Importantly, the burden of COVID on the province's intensive care units has remained relatively steady throughout the last several months, despite a rise in cases in most public health units.
As of Thursday evening, there were 146 patients being treated for COVID-related illnesses in ICUs. Compare that to May 30, the last time a daily case count topped 1,000 — there were 614 people with COVID in critical care.
For the first time Friday, the Ministry of Health has published updated vaccination figures to include children aged five to 11 years old. As of Thursday evening, 154,925 children in that age cohort, or about 14.4 per cent of those eligible, had received a first dose.
Nearly 80 per cent of eligible Ontarians have now had two doses of vaccine, while a total of 738,075 have had a third dose or a booster shot to date.
In a new report issued today, the National Advisory Committee on Immunization (NACI) says it is "strongly recommending" all Canadians over the age of 50 and other vulnerable groups, such as health-care workers, Indigenous people and those living in congregate-care settings, get a third dose of an mRNA COVID-19 vaccine.
The committee, an independent body composed of volunteer vaccine experts, is also recommending the younger cohort — Canadians age 18 to 49 — get a third mRNA shot at least six months after their second.
The updated guidance comes after Ontario officials on Thursday said that starting on Dec. 13 at 8 a.m. ET, people aged 50 and older will be able to schedule their booster through the COVID-19 vaccination portal, by calling the provincial vaccine contact centre, through Indigenous-led vaccination clinics, and in select pharmacies and primary care settings.
Starting in January, the province said, eligibility for booster shots will be further expanded based on age and risk, with an interval of six to eight months from a second dose.
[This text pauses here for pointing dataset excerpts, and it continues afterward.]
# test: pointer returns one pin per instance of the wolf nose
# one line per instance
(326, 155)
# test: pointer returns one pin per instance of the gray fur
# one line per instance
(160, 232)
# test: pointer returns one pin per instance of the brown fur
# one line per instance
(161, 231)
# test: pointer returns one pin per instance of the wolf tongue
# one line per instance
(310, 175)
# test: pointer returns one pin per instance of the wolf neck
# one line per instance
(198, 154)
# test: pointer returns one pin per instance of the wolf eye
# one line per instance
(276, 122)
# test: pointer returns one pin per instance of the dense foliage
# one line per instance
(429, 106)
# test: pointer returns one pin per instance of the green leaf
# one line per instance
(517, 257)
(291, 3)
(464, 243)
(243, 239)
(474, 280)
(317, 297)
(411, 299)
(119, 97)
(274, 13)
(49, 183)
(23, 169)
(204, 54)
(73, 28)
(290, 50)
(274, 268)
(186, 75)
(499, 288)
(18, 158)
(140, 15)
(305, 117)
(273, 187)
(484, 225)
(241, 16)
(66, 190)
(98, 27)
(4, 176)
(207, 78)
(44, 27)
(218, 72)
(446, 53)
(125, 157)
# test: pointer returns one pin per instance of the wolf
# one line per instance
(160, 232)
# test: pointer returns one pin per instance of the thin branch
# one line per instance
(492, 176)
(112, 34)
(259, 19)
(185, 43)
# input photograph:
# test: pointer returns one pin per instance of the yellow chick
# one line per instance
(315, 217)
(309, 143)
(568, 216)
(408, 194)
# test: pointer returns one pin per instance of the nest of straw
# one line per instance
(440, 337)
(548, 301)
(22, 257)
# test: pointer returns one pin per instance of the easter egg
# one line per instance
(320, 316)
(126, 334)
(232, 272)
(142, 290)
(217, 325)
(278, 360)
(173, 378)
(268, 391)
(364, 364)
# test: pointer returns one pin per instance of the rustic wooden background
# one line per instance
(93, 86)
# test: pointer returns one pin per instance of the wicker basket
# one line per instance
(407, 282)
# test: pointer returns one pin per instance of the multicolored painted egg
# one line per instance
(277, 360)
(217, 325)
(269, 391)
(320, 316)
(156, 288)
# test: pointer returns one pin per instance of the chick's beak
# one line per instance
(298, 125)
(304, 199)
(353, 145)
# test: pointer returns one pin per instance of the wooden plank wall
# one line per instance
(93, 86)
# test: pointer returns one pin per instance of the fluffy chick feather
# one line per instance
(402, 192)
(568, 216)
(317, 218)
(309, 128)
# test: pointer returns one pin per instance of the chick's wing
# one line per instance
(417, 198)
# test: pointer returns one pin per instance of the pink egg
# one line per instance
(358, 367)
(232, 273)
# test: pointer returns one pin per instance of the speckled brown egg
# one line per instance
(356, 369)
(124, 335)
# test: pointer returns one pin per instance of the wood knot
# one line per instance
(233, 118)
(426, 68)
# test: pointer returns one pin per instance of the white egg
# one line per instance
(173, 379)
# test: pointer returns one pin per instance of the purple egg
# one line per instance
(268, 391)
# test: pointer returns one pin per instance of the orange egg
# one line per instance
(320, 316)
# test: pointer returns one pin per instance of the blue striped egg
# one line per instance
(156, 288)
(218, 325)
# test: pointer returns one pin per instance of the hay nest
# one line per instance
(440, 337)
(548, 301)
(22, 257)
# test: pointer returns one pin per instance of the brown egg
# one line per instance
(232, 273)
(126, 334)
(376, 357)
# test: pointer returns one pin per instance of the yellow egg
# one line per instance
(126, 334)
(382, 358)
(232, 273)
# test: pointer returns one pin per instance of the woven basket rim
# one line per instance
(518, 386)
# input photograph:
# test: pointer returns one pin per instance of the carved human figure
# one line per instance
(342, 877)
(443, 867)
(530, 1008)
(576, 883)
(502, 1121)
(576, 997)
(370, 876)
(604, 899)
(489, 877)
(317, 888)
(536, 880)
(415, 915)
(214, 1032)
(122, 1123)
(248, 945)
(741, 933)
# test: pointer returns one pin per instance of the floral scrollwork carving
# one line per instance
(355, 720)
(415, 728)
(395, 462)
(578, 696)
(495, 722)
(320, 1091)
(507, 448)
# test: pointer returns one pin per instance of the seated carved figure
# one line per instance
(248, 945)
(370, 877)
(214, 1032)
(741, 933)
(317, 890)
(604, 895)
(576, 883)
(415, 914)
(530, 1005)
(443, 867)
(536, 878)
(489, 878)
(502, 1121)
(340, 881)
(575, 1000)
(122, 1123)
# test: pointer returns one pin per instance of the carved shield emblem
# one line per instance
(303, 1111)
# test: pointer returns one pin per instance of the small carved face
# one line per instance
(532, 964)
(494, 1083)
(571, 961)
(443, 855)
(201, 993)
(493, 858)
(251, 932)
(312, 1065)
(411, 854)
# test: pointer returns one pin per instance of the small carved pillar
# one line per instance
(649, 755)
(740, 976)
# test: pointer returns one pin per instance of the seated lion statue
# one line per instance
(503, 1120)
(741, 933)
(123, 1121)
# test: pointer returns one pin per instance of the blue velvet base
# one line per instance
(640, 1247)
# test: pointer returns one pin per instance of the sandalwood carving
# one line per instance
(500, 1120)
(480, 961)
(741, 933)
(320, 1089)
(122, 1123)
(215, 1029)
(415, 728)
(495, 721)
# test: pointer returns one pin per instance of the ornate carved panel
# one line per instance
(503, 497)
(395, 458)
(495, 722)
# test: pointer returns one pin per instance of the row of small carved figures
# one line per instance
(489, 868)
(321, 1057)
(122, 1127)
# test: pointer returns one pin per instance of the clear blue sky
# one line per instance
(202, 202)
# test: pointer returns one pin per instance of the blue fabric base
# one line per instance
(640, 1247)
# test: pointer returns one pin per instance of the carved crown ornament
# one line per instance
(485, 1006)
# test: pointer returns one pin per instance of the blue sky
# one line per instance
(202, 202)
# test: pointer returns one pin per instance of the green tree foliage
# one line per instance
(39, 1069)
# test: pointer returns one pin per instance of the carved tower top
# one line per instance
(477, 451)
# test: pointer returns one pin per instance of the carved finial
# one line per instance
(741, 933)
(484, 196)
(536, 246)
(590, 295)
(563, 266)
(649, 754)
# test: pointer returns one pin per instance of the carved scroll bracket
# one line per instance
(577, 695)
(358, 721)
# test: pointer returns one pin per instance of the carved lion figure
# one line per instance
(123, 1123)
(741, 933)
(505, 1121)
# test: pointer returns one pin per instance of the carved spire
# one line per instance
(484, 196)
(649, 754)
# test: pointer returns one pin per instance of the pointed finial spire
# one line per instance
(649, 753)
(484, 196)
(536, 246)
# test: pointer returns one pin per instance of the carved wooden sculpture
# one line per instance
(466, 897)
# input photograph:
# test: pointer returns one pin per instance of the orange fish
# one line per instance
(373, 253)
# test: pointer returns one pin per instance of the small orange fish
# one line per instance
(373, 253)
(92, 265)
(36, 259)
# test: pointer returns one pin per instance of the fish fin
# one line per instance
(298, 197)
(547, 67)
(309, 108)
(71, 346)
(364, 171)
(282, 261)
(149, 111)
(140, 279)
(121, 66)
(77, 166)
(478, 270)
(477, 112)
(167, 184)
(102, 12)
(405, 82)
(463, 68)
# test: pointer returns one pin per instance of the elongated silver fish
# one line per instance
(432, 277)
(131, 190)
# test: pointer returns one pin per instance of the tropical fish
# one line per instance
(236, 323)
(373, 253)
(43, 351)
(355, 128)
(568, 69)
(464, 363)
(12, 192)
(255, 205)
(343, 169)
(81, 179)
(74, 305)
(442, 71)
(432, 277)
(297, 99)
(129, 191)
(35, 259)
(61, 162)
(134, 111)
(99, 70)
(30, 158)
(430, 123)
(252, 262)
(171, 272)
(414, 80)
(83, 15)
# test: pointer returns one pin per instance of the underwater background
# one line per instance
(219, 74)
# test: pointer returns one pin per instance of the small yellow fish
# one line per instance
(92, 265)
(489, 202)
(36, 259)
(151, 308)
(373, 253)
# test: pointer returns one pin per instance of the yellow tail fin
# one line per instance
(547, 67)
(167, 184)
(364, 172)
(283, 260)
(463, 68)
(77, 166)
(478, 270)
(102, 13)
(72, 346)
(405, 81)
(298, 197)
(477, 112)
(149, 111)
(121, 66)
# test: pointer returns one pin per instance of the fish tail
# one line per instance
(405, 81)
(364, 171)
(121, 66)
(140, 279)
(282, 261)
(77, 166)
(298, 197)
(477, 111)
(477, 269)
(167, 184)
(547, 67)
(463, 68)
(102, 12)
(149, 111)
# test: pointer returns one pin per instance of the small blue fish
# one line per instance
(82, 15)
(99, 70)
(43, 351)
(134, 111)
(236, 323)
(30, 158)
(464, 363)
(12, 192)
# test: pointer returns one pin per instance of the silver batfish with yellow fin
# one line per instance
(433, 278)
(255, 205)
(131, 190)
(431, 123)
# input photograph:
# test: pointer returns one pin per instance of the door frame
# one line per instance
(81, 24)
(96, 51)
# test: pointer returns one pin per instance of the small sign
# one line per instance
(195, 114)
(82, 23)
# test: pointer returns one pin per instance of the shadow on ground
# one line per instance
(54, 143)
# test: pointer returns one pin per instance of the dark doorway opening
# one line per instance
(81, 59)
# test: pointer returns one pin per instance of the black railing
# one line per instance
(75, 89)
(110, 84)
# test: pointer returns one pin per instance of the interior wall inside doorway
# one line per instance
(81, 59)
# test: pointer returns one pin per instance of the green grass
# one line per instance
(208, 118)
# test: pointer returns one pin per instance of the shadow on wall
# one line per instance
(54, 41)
Meanwhile, here are some other key pandemic indicators and figures from the Ministry of Health's daily provincial report:
New school-related cases: 172, including 152 students and 18 staff. Nine of Ontario's 4,844 publicly funded schools are currently closed due to COVID. According to Public Health Ontario data, as of Wednesday there were 233 ongoing outbreaks of the illness linked to schools and child-care centres.
Tests completed in the previous 24 hours: 39,748, with a 2.9 per cent provincewide positivity rate.
Active cases: 7,217.
Deaths: Four, pushing the official toll to 10,016.